One-pot synthesis of a hydrogen peroxide-selective fluorogenic probe and its application in Parkinson's disease in vitro and vivo models

Abstract

Parkinson's disease (PD) is the second most common neurodegenerative disease worldwide and the abnormal level of hydrogen peroxide (H₂O₂) in the dopaminergic neurons is strongly implicated in the progression of PD. Turn-on fluorogenic probes have been used to detect various biomarkers such as H₂O₂ due to their high sensitivity and low background fluorescence. However, the complicated design and synthesis of fluorogenic probes limit the development of such excellent biochemical tools.
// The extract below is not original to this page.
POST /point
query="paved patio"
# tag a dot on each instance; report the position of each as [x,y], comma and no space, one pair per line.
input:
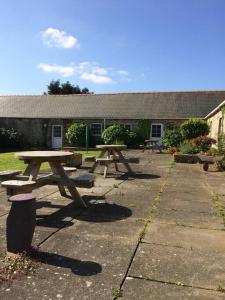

Herein, we proposed a multicomponent one-pot reaction system using POCl₃ as the core and by changing specific receptor groups, different phosphate ester-based fluorogenic probes could be assembled to detect various target analytes. Based on this platform, we synthesized a hydrogen peroxide (H₂O₂) probe UFPS-1 that is able to selectively and sensitively detect H₂O₂ with near-red emission and large Stokes shift. More importantly, UFPS-1 monitored H₂O₂ in a quantitative manner in both in vitro and in vivo PD models, suggesting that UFPS-1 could potentially be utilized for the diagnosis of PD.